Die Belastung geht an die gesundheitliche Substanz

Veröffentlicht am 02.05.2015 in Presseecho

Artikel aus der Stuttgarter Zeitung, Ausgabe Kreis Ludwigsburg (Nr. 100),
vom Samstag, den 02. Mai 2015, Seite Nr. IV, Marbach & Bottwartal:

 

 

 

Steinheim. Über Fehlentwicklungen in der Krankenpflege ist es bei der Vormai-Feier des SPD-Ortsvereins gegangen. Astrid Killinger

Die traditionelle Vormai-Feier der Steinheimer SPD würdige die Arbeit von Gewerkschaften, Betriebs- und Personalräten. Daran erinnerte Regina Traub, SPD-Fraktionsvorsitzende im Stadtrat und zweite stellvertretende Bürgermeisterin. Auf das Spezialthema in diesem Jahr, den Pflegebereich, stimmte der frisch gewählte neue Vorsitzende des Ortsvereins ein. Nils Steenbuck war selbst 'Gesundheits- und Krankenpfleger', kehrte dem Beruf aber vor drei Jahren den Rücken. 'Vieles läuft nicht so, wie man sich das vorstellt'.

Das stellte der Stuttgarter Verdi-Vertreter Jürgen Lippl ausführlich dar. Mit der Umstellung der Finanzierung habe sich zwar die Verweildauer der einzelnen Patienten verkürzt. Keiner liege mehr seine Rechnung ab, was positiv sei. Aber die Zahl der Fälle sei gestiegen bei gleichzeitiger Abnahme der Vollkraftstellen. Den Arbeitsanstieg für die Beschäftigten bezifferte Lippl mit inzwischen 30 Prozent. Hinzu kämen ungeregelte Pausen in Zehn-Stunden-Schichten, das Einspringen an eigentlich freien Tagen. Weil die Belastung an die gesundheitliche Substanz gehe, würden viele Kollegen die Arbeitszeit reduzieren. Dies wirke sich wiederum schlecht auf die ohnehin nicht üppige Rente aus. Außerdem sei es gar nicht so leicht, für die Ausfälle Nachwuchs zu finden. Das Image dieses Berufs sei nicht gut. In Deutschland kommen laut Lippl auf eine Pflegekraft 10,4 Patienten. In den Niederlanden seien es nur 5,5. Inzwischen bleibe hier oft nicht einmal genug Zeit für das Dringendste, geschweige denn für ein Gespräch zwischendurch auf der Bettkante, was er jedoch als ebenfalls wichtig erachtet. Lippl berichtete von aus dem Ausland angeworbenen Pflegekräften, die aufgrund dieser Umstände fluchtartig wieder zurück in ihre Heimatländer gegangen seien.

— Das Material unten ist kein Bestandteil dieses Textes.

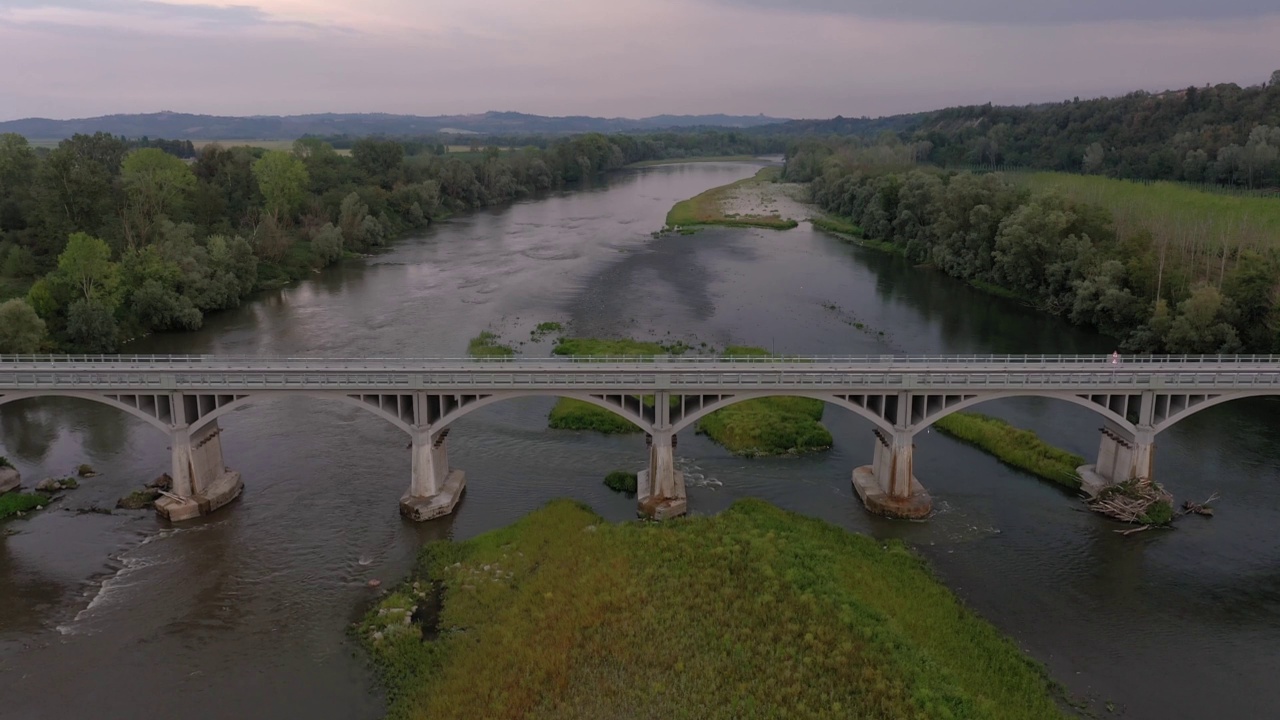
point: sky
(613, 58)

Ralf Kurfiss, stellvertretender Betriebsratsvorsitzender am Krankenhaus Bietigheim, bestätigte diese Aussagen. Um Betriebskosten einzusparen, werde ständig an der Personalschraube gedreht. Es bleibe immer weniger Zeit für die Menschen, die Patienten würden 'durchgepuscht'. Aber auch bei den Investitionskosten reiche es hinten und vorne nicht. Kurfiss sprach von einem Investitionsstau von 1,5 Milliarden Euro.

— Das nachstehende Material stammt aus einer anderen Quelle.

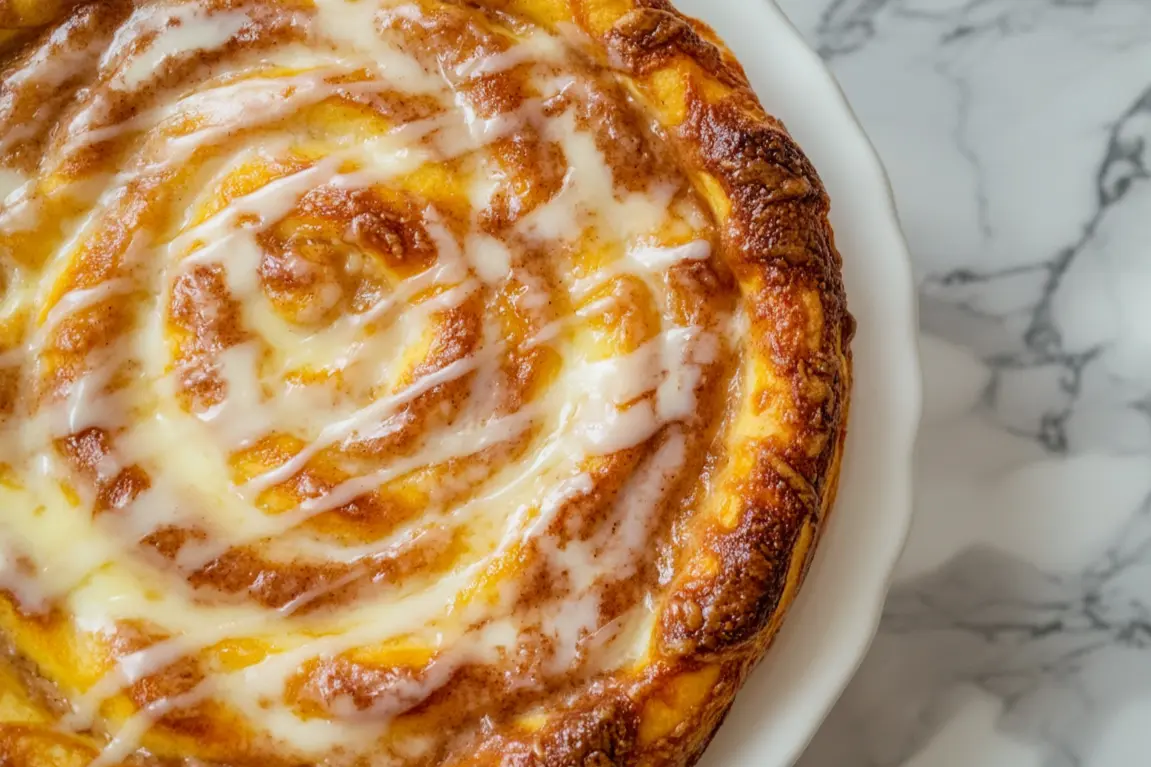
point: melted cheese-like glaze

Im Landtag herrsche fraktionsübergreifende Einigkeit darüber, dass der Druck herausgenommen werden müsse, berichtete SPD-Landtagsabgeordneter Thomas Reusch-Frey. Arbeitsbedingungen und Löhne müssten stimmen. Reusch-Frey bezog die Arbeit der Erzieherinnen in den Pflegebereich mit ein. Es gehe in den Kindertagesstätten um Bildung, und dazu brauche es Fachkräfte. Der seniorenpolitische Sprecher seiner Fraktion sprach sich für den Erhalt des Marbacher Krankenhauses aus, beispielsweise als geriatrisches Zentrum.